ALADDIN (cont.)
Of course there’s stereotyping of the Middle Easterners.  A passing glance over the credits does not uncover one “Mohammed” or even any last name that would sound right with “Mohammed.”  It’s also worth noting that the important characters do not speak with Arabic accents, but sound like Americans or Brits.  Only the peasants sound like they’re from there.  This is only one of the reasons why Mickey Mouse is associated with universal American hegemony and the consumerization of the world.
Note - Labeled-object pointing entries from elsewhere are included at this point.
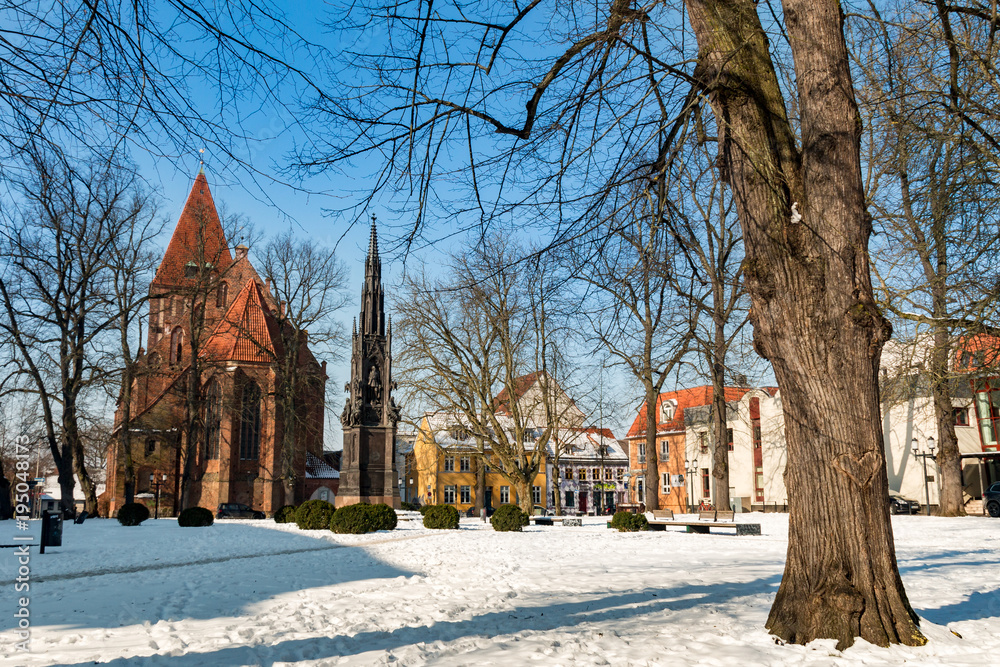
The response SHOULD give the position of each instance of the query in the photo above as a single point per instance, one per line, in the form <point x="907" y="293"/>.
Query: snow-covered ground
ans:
<point x="259" y="593"/>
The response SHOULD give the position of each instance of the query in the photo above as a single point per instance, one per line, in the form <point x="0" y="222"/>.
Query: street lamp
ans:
<point x="924" y="455"/>
<point x="156" y="484"/>
<point x="691" y="468"/>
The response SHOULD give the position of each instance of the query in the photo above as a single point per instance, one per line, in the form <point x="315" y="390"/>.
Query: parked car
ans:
<point x="900" y="505"/>
<point x="237" y="511"/>
<point x="991" y="500"/>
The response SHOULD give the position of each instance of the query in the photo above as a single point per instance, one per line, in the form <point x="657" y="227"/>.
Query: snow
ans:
<point x="260" y="593"/>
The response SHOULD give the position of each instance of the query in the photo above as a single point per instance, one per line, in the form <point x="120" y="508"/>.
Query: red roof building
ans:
<point x="212" y="316"/>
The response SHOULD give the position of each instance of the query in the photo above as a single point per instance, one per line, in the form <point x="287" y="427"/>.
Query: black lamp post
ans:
<point x="924" y="454"/>
<point x="691" y="468"/>
<point x="155" y="483"/>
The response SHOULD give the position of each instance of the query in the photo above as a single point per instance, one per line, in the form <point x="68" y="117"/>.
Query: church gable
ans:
<point x="248" y="332"/>
<point x="197" y="238"/>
As for the girl…the Disney movies of the last fifteen years, like this film, “The Little Mermaid,” and “Beauty and the Beast,” seem to rely pretty heavily on romantic courtships.  When I was six, that stuff made me sick.  Now I see them as basically the same kind of middling and tacked-on “romantic subplot” that might pop up in an action movie or a teen comedy.  These romances are good for pacing and hammering home “the message” but don’t have a lot of magic to them.  Luckily there was a lot less kissy-kissy in “Sleeping Beauty” and “Snow White and the Seven Dwarves.”  I don’t recall the soft-focus prince courting the soft-focus princess in either of those movies.  Mostly he just killed things.  I mention this because there’s a part of me that keeps voicing a sneaking, cynical suspicion that Disney is trying to introduce children to uninspired romances as early as possible so that they’ll be prepared to spend a lifetime passively digesting more narratively-convenient-but-otherwise-uninspired romances.  They’re easier on writers.
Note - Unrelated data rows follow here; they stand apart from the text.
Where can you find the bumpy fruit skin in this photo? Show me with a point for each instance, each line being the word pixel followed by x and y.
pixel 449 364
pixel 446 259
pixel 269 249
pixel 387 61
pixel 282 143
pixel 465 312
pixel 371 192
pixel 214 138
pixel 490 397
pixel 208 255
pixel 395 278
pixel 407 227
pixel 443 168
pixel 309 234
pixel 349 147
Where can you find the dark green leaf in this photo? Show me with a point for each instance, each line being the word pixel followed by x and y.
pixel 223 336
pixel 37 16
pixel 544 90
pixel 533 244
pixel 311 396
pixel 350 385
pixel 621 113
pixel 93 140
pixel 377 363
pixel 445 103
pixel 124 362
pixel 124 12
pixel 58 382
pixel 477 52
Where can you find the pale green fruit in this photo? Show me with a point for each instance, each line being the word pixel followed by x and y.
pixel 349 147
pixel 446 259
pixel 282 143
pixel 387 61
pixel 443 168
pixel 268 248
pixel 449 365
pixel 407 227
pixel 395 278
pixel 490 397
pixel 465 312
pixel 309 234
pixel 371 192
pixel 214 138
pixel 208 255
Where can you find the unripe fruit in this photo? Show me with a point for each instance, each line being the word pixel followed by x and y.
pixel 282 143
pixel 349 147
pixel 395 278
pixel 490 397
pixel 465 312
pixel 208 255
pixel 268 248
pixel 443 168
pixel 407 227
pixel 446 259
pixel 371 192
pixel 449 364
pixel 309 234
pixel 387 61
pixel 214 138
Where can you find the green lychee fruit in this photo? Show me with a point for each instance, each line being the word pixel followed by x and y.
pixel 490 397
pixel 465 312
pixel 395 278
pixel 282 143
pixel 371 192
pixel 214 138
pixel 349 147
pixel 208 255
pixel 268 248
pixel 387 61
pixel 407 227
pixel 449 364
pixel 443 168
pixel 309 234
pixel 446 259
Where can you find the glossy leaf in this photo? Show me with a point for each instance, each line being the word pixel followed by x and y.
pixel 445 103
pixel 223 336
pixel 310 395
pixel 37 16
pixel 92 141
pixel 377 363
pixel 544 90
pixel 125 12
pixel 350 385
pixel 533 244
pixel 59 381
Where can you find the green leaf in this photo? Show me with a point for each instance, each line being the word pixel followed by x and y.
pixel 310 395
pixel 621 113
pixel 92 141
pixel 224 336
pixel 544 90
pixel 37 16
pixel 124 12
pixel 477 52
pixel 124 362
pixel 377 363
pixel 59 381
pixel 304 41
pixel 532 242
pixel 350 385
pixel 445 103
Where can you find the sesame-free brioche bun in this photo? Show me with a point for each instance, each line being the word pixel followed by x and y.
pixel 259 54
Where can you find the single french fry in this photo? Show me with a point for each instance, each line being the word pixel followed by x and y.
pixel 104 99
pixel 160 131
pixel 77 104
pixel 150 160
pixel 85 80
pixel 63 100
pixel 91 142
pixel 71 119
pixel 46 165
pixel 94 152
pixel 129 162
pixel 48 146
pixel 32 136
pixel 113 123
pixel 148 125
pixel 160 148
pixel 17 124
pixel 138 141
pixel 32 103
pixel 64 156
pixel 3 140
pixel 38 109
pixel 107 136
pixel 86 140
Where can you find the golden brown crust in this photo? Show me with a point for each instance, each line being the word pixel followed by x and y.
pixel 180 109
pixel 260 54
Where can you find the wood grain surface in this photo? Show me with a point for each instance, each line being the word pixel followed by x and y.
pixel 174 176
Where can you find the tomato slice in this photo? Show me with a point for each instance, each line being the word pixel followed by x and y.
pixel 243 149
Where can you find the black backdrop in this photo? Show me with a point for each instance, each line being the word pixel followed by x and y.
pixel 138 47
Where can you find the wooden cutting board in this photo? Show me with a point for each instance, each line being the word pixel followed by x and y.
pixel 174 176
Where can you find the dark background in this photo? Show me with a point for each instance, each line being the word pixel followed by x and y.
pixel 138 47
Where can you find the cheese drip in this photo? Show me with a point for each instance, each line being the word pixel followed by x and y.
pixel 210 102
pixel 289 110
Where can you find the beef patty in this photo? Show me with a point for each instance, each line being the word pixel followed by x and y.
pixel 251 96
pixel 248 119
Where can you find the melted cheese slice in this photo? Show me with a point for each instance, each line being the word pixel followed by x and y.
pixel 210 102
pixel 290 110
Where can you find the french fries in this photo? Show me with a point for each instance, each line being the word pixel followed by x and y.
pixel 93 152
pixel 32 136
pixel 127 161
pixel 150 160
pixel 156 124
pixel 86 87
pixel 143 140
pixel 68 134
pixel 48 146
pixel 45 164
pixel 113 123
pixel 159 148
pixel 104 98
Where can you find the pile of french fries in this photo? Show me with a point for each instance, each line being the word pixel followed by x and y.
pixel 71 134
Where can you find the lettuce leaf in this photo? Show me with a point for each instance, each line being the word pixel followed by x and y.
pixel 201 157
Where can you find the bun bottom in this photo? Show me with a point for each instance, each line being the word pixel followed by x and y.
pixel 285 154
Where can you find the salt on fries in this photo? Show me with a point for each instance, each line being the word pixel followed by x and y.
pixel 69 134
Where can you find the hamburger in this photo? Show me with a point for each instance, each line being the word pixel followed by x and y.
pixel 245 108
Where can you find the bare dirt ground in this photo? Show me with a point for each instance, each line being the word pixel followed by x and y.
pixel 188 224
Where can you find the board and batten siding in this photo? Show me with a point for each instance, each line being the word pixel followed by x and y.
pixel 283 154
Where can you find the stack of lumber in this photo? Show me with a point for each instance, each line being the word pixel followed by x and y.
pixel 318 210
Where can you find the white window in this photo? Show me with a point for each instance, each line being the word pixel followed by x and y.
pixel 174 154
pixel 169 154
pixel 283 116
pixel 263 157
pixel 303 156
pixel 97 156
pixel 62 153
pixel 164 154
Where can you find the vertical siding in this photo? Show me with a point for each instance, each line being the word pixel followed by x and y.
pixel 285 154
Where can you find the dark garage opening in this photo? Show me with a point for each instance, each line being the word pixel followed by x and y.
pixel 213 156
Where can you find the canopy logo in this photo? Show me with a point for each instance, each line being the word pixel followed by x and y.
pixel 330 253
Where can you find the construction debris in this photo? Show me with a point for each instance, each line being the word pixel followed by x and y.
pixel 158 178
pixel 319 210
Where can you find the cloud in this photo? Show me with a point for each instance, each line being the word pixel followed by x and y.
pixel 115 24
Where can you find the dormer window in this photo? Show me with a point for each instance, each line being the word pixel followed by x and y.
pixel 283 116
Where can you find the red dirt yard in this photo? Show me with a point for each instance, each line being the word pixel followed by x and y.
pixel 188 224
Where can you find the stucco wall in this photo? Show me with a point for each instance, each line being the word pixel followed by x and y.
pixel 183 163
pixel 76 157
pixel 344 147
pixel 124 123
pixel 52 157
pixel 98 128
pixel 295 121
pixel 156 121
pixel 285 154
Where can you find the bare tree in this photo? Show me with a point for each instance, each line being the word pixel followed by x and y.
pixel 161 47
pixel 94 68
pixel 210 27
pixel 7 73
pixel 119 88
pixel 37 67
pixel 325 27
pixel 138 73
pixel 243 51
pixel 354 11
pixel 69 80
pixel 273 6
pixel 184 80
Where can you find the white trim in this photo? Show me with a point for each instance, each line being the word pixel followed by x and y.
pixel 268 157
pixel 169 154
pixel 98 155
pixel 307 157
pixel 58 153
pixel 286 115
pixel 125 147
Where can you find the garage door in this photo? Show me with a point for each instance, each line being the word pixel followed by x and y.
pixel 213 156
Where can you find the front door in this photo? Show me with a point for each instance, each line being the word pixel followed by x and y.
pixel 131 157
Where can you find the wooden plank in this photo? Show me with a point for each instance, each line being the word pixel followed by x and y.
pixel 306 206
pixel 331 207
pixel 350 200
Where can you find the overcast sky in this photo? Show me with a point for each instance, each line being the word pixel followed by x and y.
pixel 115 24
It’s a tribute the pervasiveness of Disney animation that it is the definition of normal and neutral to those of us who grew up with it.  What was groundbreaking in 1992 looks a little jerky now, but it is the yardstick by which we measure all other animation.  Everyone of my generation sees Disney and says “Yes, this is what animation is supposed to look like when it doesn’t want to draw attention to itself.  This is how animation looks when it wants to look ‘invisible,’ the way that movies like ‘Casablanca’ are directed invisibly, without a noticeable style.”  When we say that “
Triplets of Belleville” is more emotive than most cartoons, we’re comparing it to Disney, and when we say the backgrounds in “Belleville” are intentionally flat, again, we’re comparing it to classic Disney.
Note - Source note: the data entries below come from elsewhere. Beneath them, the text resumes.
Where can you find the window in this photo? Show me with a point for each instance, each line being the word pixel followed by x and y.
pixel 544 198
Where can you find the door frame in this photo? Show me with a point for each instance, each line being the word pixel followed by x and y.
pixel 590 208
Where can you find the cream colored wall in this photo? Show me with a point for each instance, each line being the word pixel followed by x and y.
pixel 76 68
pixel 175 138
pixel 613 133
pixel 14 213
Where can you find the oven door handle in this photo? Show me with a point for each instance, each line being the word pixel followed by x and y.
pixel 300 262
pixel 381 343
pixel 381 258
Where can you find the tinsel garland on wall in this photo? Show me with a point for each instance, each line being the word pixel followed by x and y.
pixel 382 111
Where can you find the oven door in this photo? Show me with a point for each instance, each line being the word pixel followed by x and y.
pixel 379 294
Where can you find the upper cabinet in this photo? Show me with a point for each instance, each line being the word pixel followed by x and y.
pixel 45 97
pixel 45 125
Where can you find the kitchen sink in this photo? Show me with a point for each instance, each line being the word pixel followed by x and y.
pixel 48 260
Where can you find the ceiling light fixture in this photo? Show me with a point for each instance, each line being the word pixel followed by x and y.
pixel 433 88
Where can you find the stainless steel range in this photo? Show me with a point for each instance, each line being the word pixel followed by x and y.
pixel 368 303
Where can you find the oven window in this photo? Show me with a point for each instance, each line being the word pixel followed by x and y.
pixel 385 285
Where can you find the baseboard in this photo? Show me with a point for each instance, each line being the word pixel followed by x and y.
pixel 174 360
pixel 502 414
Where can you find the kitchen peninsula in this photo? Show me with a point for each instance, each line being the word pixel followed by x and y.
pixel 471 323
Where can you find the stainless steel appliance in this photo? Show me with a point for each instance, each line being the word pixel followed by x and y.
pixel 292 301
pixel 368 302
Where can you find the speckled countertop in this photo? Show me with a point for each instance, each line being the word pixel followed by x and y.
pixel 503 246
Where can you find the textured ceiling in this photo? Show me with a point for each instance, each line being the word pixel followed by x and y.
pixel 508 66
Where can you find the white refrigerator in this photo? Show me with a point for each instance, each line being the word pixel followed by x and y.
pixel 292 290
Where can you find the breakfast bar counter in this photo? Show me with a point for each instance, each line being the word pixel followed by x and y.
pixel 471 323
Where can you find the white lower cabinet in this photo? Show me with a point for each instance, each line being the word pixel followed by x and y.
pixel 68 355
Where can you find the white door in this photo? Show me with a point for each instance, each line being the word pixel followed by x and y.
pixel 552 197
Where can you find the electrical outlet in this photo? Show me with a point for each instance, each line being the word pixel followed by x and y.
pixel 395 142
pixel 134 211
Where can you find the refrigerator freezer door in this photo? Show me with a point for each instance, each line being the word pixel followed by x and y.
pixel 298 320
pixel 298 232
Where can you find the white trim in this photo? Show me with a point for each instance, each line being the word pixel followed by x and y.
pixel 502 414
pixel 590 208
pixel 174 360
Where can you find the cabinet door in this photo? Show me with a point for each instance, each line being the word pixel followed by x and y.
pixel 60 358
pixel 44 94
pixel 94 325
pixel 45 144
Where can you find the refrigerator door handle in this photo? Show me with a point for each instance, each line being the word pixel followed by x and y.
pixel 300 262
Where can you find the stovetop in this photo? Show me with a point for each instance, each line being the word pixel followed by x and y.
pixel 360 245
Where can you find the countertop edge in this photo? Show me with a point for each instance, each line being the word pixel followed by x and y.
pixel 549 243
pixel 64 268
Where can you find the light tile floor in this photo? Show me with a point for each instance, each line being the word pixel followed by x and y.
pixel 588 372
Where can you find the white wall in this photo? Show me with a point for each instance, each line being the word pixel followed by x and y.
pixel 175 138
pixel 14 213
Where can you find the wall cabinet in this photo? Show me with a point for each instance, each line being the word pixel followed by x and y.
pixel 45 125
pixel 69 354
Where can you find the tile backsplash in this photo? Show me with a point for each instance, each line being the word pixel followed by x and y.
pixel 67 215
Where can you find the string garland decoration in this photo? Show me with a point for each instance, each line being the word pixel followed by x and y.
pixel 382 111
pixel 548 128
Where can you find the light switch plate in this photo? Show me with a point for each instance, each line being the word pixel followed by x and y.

I have to end the way I began by emphasizing what a quick, bright, and energetic film this is, with the exact right tone of pure, unadulterated fun.  Any logical inconsistencies are swept under the rug by streamlined and efficient storytelling.  “Aladdin” is a ninety-minute confection:  it’s characters get in, get out, get chased, fall in love, and then just when you think you might start to lose interest there’s a big climax and the credits roll.  And speaking of credits… isn’t everyone who loved that “A Whole New World” song over the ending credits kind of embarassed now?